Proponents, known as the “suffs,” were pelted with rotten food, arrested, and threatened with bodily harm in the days before that final Nashville vote. One had tubes shoved down her throat and was force-fed by authorities while staging a hunger strike. An Oklahoma suff ignored her doctor’s orders to stay home with the Spanish flu, instead making an impassioned speech at a rally — and dying two days later.
The Rough Road to Vote
I confess that for a woman who likes to spout off about our laws and elected loons, I took my voting right for granted. But no more. In reading Weiss’s book, I learned some fascinating things that I will surely chew on when marking my ballot forever after.
Republicans used to be cool.
Sure, Democrats may be the feminist favorite now, but it was the Republicans — back when the Party of Lincoln stood for something other than white nationalism, Puritanical values, and billionaire tax exemptions — that really pushed suffrage through the Senate, with 76 percent of Republican senators voting in favor, and 60 percent of Democrats voting against.

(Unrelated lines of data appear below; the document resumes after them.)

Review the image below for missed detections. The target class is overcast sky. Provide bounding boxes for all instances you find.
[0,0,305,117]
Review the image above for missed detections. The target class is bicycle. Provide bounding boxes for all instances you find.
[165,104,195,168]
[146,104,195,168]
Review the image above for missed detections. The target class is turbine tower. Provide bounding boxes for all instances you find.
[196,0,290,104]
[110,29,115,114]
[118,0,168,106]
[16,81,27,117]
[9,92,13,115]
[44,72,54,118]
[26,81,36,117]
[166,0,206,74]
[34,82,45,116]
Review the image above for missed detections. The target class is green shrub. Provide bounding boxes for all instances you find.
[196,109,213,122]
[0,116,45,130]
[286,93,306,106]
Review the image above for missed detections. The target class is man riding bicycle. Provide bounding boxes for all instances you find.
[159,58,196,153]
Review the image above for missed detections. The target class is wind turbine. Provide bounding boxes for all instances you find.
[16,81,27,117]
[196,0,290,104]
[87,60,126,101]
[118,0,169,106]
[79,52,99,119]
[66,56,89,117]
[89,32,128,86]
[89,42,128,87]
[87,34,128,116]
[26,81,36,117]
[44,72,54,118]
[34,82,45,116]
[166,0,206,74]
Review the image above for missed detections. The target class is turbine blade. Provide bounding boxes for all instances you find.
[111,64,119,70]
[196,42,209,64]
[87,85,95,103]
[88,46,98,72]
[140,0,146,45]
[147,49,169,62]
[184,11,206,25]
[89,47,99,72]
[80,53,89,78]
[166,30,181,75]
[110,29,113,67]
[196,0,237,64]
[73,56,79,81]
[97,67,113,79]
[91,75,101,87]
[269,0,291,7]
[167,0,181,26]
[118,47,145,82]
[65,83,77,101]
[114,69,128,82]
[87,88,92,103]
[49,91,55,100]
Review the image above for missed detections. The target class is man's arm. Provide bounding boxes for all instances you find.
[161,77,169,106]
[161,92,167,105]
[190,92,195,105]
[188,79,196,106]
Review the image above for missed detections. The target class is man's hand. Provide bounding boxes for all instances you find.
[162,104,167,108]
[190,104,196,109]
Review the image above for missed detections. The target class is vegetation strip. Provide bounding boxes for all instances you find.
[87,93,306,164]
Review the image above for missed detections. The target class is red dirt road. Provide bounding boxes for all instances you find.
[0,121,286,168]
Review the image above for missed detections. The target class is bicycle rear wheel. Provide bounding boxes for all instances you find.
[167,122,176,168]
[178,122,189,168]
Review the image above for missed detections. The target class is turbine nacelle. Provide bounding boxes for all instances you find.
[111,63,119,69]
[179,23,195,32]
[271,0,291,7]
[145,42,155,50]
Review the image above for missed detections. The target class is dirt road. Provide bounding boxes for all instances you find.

Politics has always been nasty.
Much as we’d like to believe that lofty ideals and divine grit can win a noble fight, it actually takes some unpleasant wheeling and dealing to get things done in our government. In order to prove that women had a place in politics, the suffragettes had to not only play countless savage rounds of the Political Game but also crush it. And they did. But not without casualties. Susan B. Anthony was an abolitionist and friends with Frederick Douglass, who championed women’s suffrage all his life. But the 15th Amendment, giving black men the right to vote 50 years before any women, saw a rift in their alliance. “I will cut off this right arm of mine before I will ever work for or demand the ballot for the Negro and not for the woman,” Anthony said, proving that even heroes can be asshats.
Nobody wins a fight solo.
The women leading the suffrage movement were undoubtedly fierce, but they simply couldn’t have done it without help from those who were already in the privileged class. Those who already had a voice. Namely, men. Because a fair number of fellas respected women, spoke their consciences, and advocated for women, we can now be heard. Let’s remember that we’re now obligated to use our voices to speak up for others who aren’t being heard.
It could have gone either way. Truly.
Although Anthony was often quoted as saying, “Failure is impossible!” the final decision in Tennessee — the 36th state needed to ratify — was won by a single vote. Senator Harry Burn changed his vote to “aye” because his mother had implored him to. Thank you, Mrs. Burn. And props, Harry.
Hear Her Roar
California actually got a chance to vote on suffrage again in 1911, nine years before the nation as a whole did. Susan B. Anthony was dead, and Santa Barbara/Montecito architect Francis Townsend Underhill took it upon himself to warn his fellow residents that allowing women into politics would spell the doom of men and all the things they hold dear. “The normal male should hesitate before deliberately putting a noose around his own neck,” he wrote, according to the Montecito Journal. “The feminine mind is illogical and inclined to hysterical conclusions,” he added. “Be not overcome by subtle arguments from the mouths of silver-tongued matrons!”
Still, the measure passed by 76 votes in Santa Barbara, 200 in the county, and 3,000 statewide. California became the sixth state to invite women to vote alongside men — and more local women did so than was expected. Among the first to register was 94-year-old Jane McMartin.
So, I vow to remember Jane and her excitement the next time I receive heaps of campaign propaganda in my mailbox. To tip my hat to Harry Burn and his mama as I uncap my pen and set about expressing my viewpoint on a ballot. To never again slap an “I voted” sticker on my bosom without acknowledging the flawed but fierce Anthony and her compatriots, who toiled for the better part of a century so that … well, so that my gal pals and I could squabble over our electeds on social media.
Girlfriend, they don’t call it suffrage for nothin’.